Nine observational studies, with a total of 2408 pancreatic cancer patients among 2989500 individuals, were included for this meta-analysis. Random-effects dose-response meta-analysis was conducted to explore potential linear and nonlinear dose-response relation between blood glucose and rate of pancreatic cancer.

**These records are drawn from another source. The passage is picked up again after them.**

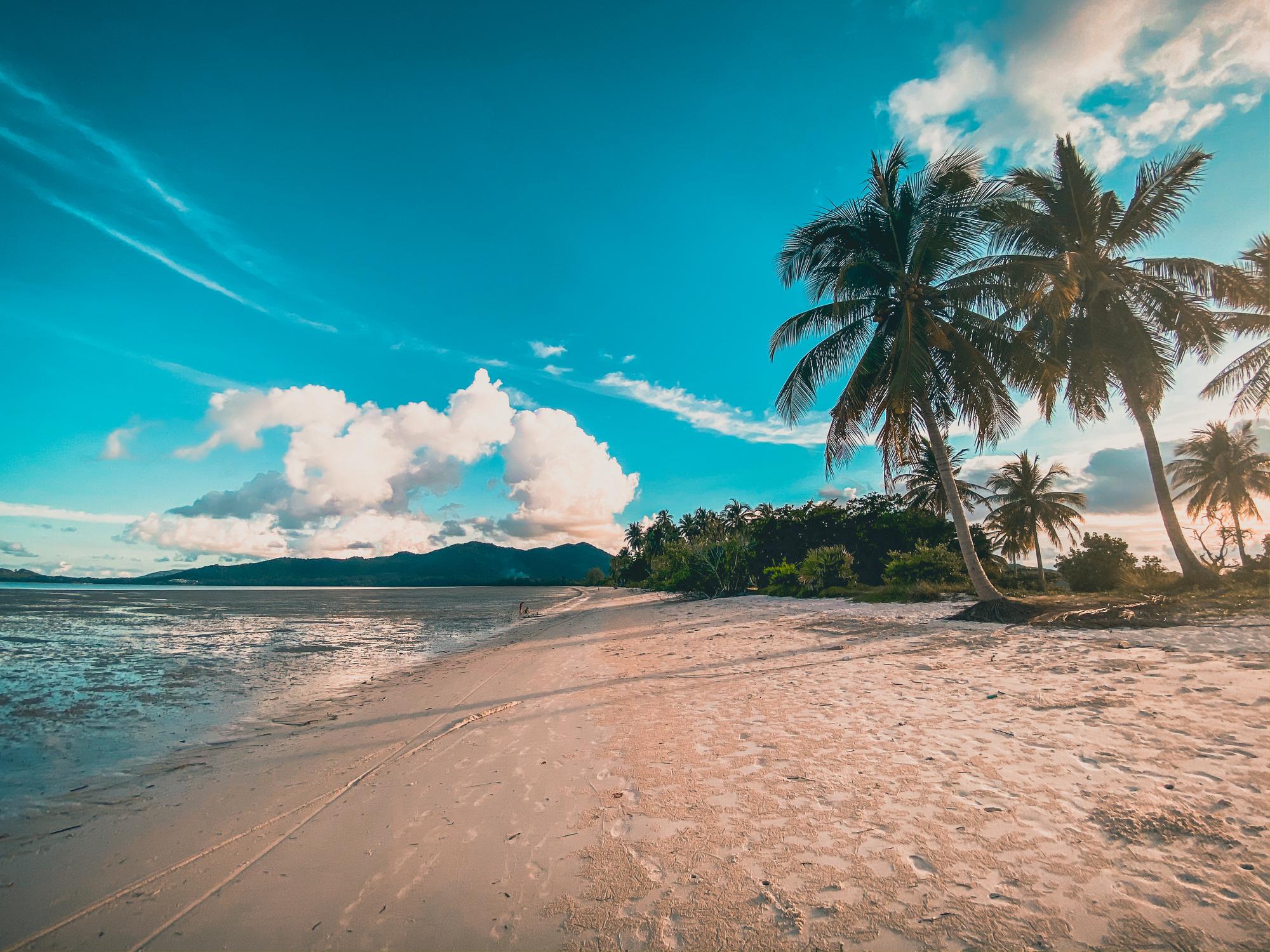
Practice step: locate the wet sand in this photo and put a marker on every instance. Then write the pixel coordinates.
(650, 774)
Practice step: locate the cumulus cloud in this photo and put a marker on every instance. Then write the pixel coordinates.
(566, 484)
(1123, 79)
(351, 477)
(714, 416)
(545, 351)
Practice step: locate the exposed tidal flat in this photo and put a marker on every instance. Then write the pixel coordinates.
(98, 680)
(637, 771)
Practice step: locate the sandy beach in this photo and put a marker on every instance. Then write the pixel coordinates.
(642, 772)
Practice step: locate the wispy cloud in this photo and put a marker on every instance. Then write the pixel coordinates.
(27, 511)
(87, 218)
(545, 351)
(116, 445)
(1128, 78)
(714, 416)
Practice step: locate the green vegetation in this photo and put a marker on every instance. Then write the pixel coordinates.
(1027, 502)
(1102, 563)
(1219, 472)
(939, 290)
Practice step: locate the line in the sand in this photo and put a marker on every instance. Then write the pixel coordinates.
(331, 797)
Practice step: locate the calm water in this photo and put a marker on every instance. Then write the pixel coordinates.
(95, 680)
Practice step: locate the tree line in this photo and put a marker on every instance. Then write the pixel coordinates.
(939, 293)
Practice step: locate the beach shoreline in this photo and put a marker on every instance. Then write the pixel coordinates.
(646, 772)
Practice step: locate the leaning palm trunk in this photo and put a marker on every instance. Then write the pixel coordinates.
(984, 587)
(1193, 569)
(1041, 565)
(1239, 538)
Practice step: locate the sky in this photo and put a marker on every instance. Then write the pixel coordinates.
(321, 280)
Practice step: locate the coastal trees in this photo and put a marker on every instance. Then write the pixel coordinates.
(1026, 503)
(1219, 472)
(920, 351)
(1097, 322)
(924, 484)
(1243, 296)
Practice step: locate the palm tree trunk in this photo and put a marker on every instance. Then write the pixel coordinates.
(1239, 538)
(1193, 569)
(1041, 565)
(984, 587)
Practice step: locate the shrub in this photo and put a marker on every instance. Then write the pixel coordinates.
(934, 564)
(708, 568)
(1099, 564)
(782, 579)
(825, 567)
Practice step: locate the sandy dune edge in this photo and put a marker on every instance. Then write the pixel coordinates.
(747, 774)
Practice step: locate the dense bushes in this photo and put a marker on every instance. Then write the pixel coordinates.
(826, 567)
(934, 565)
(707, 567)
(819, 549)
(1099, 564)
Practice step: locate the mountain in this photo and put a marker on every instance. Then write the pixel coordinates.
(468, 564)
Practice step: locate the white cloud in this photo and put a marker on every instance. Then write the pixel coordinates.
(260, 538)
(545, 351)
(116, 446)
(714, 416)
(566, 484)
(830, 493)
(1122, 77)
(49, 512)
(350, 477)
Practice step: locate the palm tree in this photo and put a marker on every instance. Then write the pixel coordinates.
(1097, 322)
(636, 538)
(662, 532)
(736, 515)
(1024, 503)
(925, 488)
(921, 352)
(1220, 470)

There was a strong linear relation between fasting blood glucose and the rate of pancreatic cancer across both prediabetes and diabetes, without significant nonlinear association. The pooled rate ratio of pancreatic cancer per 10 mg/dL increase in fasting blood glucose was 1.14 (95 percent confidence interval 1.06 to 1.22, P<0.001) across the blood glucose range between 73.9 mg/dL and 191 mg/dL. “Every 10 mg/dL increase in fasting blood glucose is associated with a 14% increase in the rate of pancreatic cancer. Prediabetes is also a risk factor for pancreatic cancer,” said Dr. Liao.
Sensitivity analysis excluding blood glucose categories in the range of diabetes showed similar results (pooled rate ratio per 10 mg/dL increase in fasting blood glucose 1.15, 95 percent confidence interval 1.05 to 1.27, P=0.003), strengthening the association between pre-diabetes and pancreatic cancer. There was no significant heterogeneity across the included studies, and no individual study had excessive influence on the summary rate ratio. The results of gender-specific analyses were in line with those of analyses combining both genders, also showing a linear dose-response relation.
In conclusion, Dr. Chien said, “As prediabetes precedes overt type 2 diabetes by years and can be improved or reversed through lifestyle changes, pre-diabetes may be an important window of opportunity for prevention, which is the most effective strategy to reduce pancreatic cancer-related mortality. Early detection of pre-diabetes coupled with lifestyle changes to improve glucose metabolism could curb the increasing incidence of pancreatic cancer and should be further evaluated.”